I started therapy and opened up past wounds that I had tried to ignore. My disordered behavior with food had developed as a coping skill to cope with my dysfunctional home environment and my undiagnosed anxiety disorder, and it eventually evolved into a mental illness. But in all my visits to doctors, dietitians, and diet coaches, no one ever asked me what was wrong with my family, my mind, or the culture around me.

After this realization at age 23, my behavior with food changed. But not for the better. I became hypervigilant, limiting my calorie intake, exercising too much, and purging multiple times a day. I didn’t want to be considered fat anymore. I didn’t want to be an obesity statistic.

My health deteriorated. I became severely dehydrated and orthostatic, and started vomiting blood. I knew I was sick, but at least I was thin.

I lived like this, until I realized I couldn’t anymore. I would not survive. I needed more serious help and went to various eating disorder treatment centers to stop the cycle and move towards recovery.
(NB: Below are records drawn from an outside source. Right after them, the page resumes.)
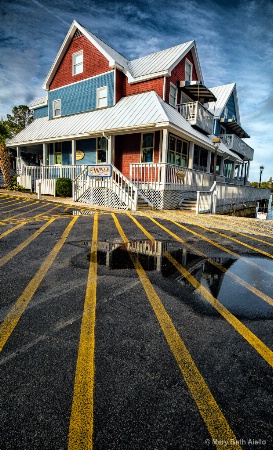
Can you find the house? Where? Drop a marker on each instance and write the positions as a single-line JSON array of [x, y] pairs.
[[132, 133]]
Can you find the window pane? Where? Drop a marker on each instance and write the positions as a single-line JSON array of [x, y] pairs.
[[148, 140]]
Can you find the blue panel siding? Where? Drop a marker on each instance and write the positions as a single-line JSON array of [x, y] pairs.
[[81, 97], [41, 112], [67, 152], [88, 146]]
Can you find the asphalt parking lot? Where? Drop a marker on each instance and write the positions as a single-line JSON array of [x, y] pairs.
[[124, 331]]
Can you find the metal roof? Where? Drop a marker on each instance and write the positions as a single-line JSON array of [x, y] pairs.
[[42, 101], [222, 93], [196, 90], [137, 112], [160, 61]]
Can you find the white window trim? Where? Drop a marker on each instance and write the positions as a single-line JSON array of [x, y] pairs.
[[54, 109], [143, 148], [74, 65], [175, 99], [98, 97], [190, 64]]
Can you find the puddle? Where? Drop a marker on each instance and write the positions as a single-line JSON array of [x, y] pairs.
[[241, 302], [78, 212]]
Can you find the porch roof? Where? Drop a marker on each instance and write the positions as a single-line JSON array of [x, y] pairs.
[[135, 113]]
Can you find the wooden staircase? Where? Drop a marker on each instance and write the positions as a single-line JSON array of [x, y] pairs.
[[188, 204]]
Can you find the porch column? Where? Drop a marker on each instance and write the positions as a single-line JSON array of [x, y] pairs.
[[73, 150], [222, 166], [164, 152], [18, 151], [110, 150], [45, 154], [247, 170], [191, 151], [232, 170], [209, 161]]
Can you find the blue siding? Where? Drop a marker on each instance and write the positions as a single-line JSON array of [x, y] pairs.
[[41, 112], [88, 146], [81, 96]]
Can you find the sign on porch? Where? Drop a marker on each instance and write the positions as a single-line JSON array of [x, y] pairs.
[[99, 170]]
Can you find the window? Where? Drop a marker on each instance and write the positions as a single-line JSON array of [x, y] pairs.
[[77, 63], [178, 151], [147, 147], [172, 96], [101, 150], [56, 108], [188, 71], [102, 97], [58, 153]]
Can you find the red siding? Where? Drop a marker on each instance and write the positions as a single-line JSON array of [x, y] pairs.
[[127, 151], [94, 63], [178, 74], [123, 88]]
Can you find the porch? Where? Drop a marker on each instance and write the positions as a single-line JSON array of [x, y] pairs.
[[151, 185]]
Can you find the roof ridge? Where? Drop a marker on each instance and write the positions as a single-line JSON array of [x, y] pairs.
[[161, 51]]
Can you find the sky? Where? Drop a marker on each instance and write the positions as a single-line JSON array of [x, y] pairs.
[[234, 41]]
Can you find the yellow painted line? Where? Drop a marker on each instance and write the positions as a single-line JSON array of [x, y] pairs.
[[250, 337], [149, 236], [6, 233], [212, 415], [14, 201], [257, 250], [25, 212], [24, 244], [14, 315], [20, 207], [82, 413], [197, 222], [239, 280], [215, 244]]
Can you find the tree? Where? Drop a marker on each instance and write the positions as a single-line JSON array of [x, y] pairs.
[[22, 116], [4, 155]]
Today, approximately 45 million Americans follow a diet each year. The diet industry earns $71 billion a year and its offerings have a dismal track record. In fact, restricting your food intake can slow down your metabolism, which can lead to weight gain. What’s more, we’ve long known about the psychological distress intense dieting can cause: In a 1944 University of Minnesota “starvation” study, 36 healthy men were put on a low-calorie restrictive diet for six months. The results revealed striking physical and psychological effects on the participants: they felt an obsession with food and exhibited disordered eating behaviors, such as drinking water to feel full and cutting food into small bites to feel full. make it last longer. Surprisingly, these psychological effects did not always disappear; after the experiment ended, some participants found themselves overeating. Although I come from a stable, middle-class family, I felt this distress, which started for me with dieting as a child, eating “good” foods during the day, and then gorging myself on ” bad” foods at night. My weight was a symptom of the dysfunction around me.

I wonder if doctors had ever looked beyond my body and asked me how I felt about food, my body, my family and my life, that would have kept me from going through undiagnosed eating disorders and ending up with a BMI that qualified me for weight loss surgery.

My fear of the implementation of the new guidelines, especially their surgical component, is not just the physical consequences like the side effects, but the psychological consequences. Until recently, my life was defined by my weight, as I was taught from an early age that my weight was what defined me. My obsession with weight loss, stemming from early dieting, hasn’t led to me being happier or healthier like doctors promised me when I was 17. It left me with more issues to sort out as an adult. The band around my stomach has loosened and it does not affect my daily life. But I worry about the kids who will have permanent bariatric surgeries before they really understand their relationship to food, and self-esteem.